Les sénateurs socialistes ont demandé, jeudi, le lancement d’une commission d’enquête sénatoriale sur l’ampleur de l’imprégnation du cadmium dans les sols agricoles et de ses impacts sur la santé, après un rapport de l’agence sanitaire (Anses) publié ces derniers jours. Il en ressort que l’alimentation est la cause principale d’exposition des Français à ce métal naturellement présent dans l’environnement. Mais certaines activités humaines peuvent augmenter sa présence. C’est pourquoi l’Anses préconise depuis 2019, de réduire la principale source de cadmium : à savoir sa présence dans les engrais phosphatés. L’agence recommande un taux maximal de 20 milligrammes par kilogramme d’engrais, contre 90 mg en France et 60 mg dans l’Union européenne.
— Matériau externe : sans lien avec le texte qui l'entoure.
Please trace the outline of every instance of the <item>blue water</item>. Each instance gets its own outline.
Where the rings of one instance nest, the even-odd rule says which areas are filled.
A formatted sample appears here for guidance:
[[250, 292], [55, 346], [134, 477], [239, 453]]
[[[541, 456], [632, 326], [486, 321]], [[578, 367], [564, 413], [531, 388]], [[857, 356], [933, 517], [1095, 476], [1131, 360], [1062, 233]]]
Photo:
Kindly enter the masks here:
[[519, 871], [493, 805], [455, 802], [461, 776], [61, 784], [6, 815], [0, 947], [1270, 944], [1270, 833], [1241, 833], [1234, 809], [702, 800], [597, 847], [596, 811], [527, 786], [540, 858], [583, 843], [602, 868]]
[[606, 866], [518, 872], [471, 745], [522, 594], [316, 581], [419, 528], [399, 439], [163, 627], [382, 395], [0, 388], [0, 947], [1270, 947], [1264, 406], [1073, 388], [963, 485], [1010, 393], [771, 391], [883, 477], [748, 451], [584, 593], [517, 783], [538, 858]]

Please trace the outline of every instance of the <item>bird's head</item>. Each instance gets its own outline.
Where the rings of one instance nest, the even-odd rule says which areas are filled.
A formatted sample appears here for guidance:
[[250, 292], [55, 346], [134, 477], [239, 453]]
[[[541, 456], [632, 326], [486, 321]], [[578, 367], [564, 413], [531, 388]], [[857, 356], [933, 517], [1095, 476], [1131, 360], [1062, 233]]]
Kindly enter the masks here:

Dans un courrier envoyé au président du Sénat Gérard Larcher et transmis à l’AFP, les sénateurs du groupe PS demandent des moyens pour enquêter sur la contamination des sols à ce métal lourd, toxique en cas d’exposition prolongée.
« Au-delà de l’enjeu sanitaire et environnemental, il semble […] demeurer des zones de flou qui mériteraient un travail d’investigation et de clarification », estiment les socialistes dans leur courrier initié par le sénateur de Moselle Michaël Weber et signé par leur président Patrick Kanner.
« Il faut être capable d’apporter une réponse technique, scientifique et politique »
« La première des choses à établir c’est la responsabilité politique qui a conduit à fixer ce taux maximal autorisé en France de 90 mg, alors que l’UE recommande 60 mg. Certains pays ont même limité à 20 mg. C’est un sujet qui rejoint l’ensemble des débats sur d’autres substances qui inquiètent nos concitoyens », appuie Michaël Weber, contacté par publicsenat.fr.
Les sénateurs PS relèvent aussi dans leur courrier des « divergences d’interprétation » quant à l’ampleur et les effets de la contamination. La Fédération de l’agriculture biologique (Fnab) a, en effet, demandé l’Anses de compléter son rapport après avoir relevé plusieurs « erreurs » ou « approximations ».
« Il faut être capable d’apporter une réponse technique, scientifique et politique sur un sujet aussi sensible que celui-ci », plaide Michaël Weber.
La mise en place de la commission d’enquête ne sera toutefois pas de droit car les socialistes ont déjà utilisé leur droit de tirage. Leur demande devra d’abord prendre la forme d’une proposition de résolution, être inscrite à l’ordre du jour, puis être adoptée par le Sénat, avant de voir le jour.
Interrogée sur ce sujet cette semaine lors des questions d’actualité au gouvernement du Sénat, la ministre de l’Agriculture, Annie Genevard s’est montrée rassurante. « Mon ministère, soucieux d’une alimentation saine et équilibrée, conduit un certain nombre de contrôles, particulièrement sur cette question du cadmium, et peut attester de la conformité de 99,5 % des produits contrôlés ».
« J’ai trouvé que sa réponse n’était pas à la hauteur des enjeux. Je ne sais pas si, sous serment, devant une commission d’enquête, elle maintiendrait ce pourcentage de 99,5 % » note le sénateur.